5 Tips to Help Couples Strengthen Financial Compatibility
Love and finances go together whether we want to believe it or not & the topic is critically important for couples to address. Here are five tips to help couples strengthen financial compatibility.
Create a Fun Money Fund: Try to work some “allowance” money into the budget: money that each of you can spend on whatever the heck you want, no questions asked from your partner. This can help avoid money fights.
Assign Roles & Set Money Dates: Decide who will be the primary bookkeeper, so that you can ensure all bills get paid on time and that accounts don’t become overdrawn. However, make sure that the non-bookkeeping partner is kept informed of what’s going on.
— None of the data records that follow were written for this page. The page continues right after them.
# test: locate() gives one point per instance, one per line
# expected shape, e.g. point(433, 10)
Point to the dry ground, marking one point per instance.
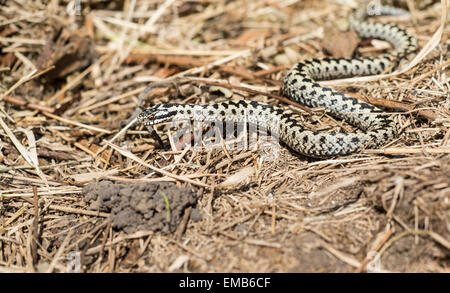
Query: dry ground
point(71, 79)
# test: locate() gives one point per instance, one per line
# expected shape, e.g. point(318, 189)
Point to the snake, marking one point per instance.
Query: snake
point(375, 128)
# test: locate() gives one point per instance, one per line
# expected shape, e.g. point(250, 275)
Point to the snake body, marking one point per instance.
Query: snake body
point(299, 84)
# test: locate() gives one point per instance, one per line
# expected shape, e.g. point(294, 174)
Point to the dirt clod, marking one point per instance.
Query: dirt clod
point(140, 206)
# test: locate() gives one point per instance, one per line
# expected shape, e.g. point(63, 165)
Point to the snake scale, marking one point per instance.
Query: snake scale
point(299, 84)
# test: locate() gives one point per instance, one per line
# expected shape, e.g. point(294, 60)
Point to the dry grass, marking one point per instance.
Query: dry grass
point(387, 207)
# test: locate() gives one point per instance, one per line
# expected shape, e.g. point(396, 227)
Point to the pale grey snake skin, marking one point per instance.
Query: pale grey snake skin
point(299, 84)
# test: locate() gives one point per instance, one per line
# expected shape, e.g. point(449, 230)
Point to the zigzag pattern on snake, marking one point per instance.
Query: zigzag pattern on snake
point(299, 84)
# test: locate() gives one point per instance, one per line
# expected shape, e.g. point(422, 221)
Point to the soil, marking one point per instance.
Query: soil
point(142, 206)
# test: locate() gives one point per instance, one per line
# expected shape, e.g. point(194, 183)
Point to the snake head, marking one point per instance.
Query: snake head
point(157, 114)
Consider a monthly or quarterly money date where you review the budget to see what went well, what went wrong and see if you need to make adjustments. It’s also a good time to discuss any upcoming expenses such as vacations, holidays or home repairs needed.
Discuss Money Quirks: Unless you’re just getting started in life, chances are you are both bringing pretty engrained financial habits into your relationship and there are likely to be some conflicts. Try to learn about each other’s habits, discuss non-judgmentally which habits are working and which might be harmful, then try to adopt a hybrid approach that mixes in the good habits and works to negate any bad.
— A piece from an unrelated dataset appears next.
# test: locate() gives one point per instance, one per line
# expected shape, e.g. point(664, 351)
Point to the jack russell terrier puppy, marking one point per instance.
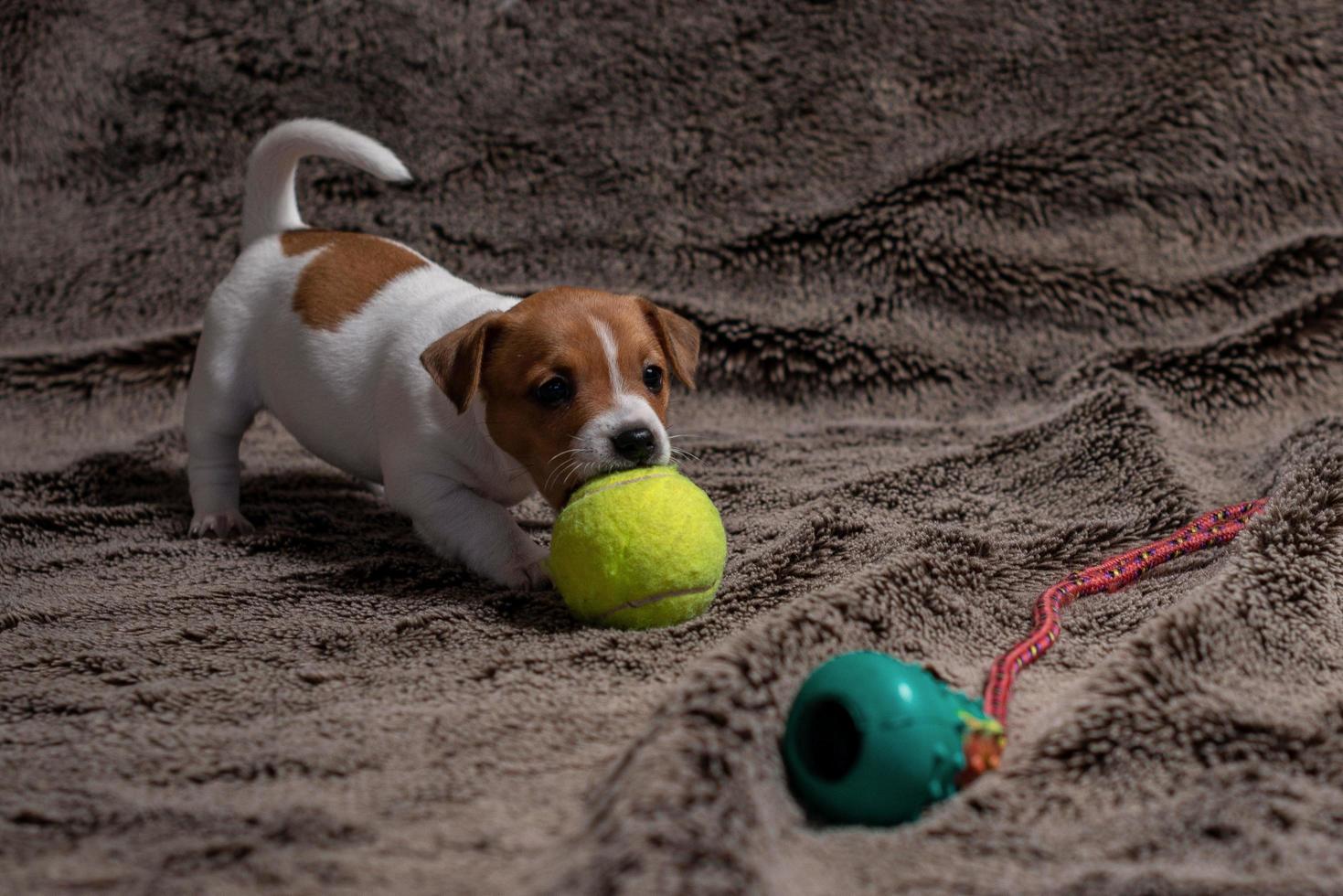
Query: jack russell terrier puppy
point(458, 400)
Establish Spending Plan: Budgeting as a couple is different than doing it yourself because there is a lot more room for error – figuring out how you’ll keep each other apprised of whether or not you’re going over budget is a key problem to solve. Some couples choose to keep separate spending accounts so they don’t have to worry about accidentally both spending the last dollars in a joint account. Some couples have a joint bill-paying account where both contribute, while others throw it all together and then just spend cash on non-essentials, which helps to control over-spending on wants.
Set Joint-Goals: Budgeting as a couple can often lead to more over-spending, if you are both earning and your combined incomes add up to more than your needs. Take care that before you adjust spending to match the higher income that you set some savings goals together, perhaps starting off more aggressively to tackle things you may have previously found tough to save for when it was just your income.